JD
Josh Dolphin
Oct 10, 2025
I’ll start by saying I take responsibility—I did miss a couple of payments due to some financial and family hardships. When I tried to catch back up, the people I spoke with were polite and respectful, and I appreciate that.
That said, I completely lost trust after what happened next. The company told me the bait stations had been removed because of nonpayment and that I’d have to pay the entire year upfront plus a $200–$300 “installation” fee to have them replaced. But after that conversation, I personally found around 18 bait stations still in the ground—untouched. They clearly hadn’t been removed. That made me question whether they’d ever installed their own stations at all, or if they’d simply been using another company’s equipment and never bothered to replace or maintain them. It honestly felt like they were charging for work that wasn’t being done.

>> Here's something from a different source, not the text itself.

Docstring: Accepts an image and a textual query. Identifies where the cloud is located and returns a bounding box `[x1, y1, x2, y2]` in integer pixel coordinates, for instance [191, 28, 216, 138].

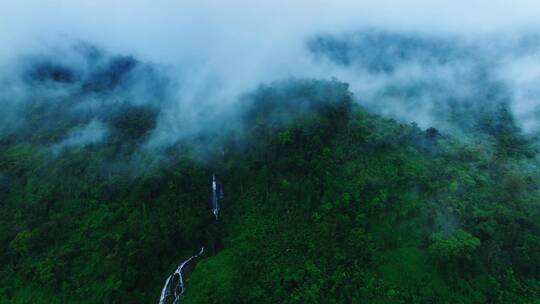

Luckily for me, I can still check the bait stations myself, which is how I discovered the truth. After that, I started researching termite bait systems more deeply—and I’m actually glad things ended the way they did. From everything I’ve learned, bait stations seem like a slow, expensive, and unreliable system that mostly benefits the pest control company through recurring fees. Many experts and even people in the pest industry admit these stations don’t attract termites, take months (or longer) to work, and often fail to eliminate colonies entirely.
Bottom line: I’ll take responsibility for missing payments, and I’ll even say the employees were courteous—but when I’m told something that’s verifiably false, the trust is gone. After doing my research, I now see it might have been a blessing in disguise not to keep paying for a system that appears designed more for profit than for true protection.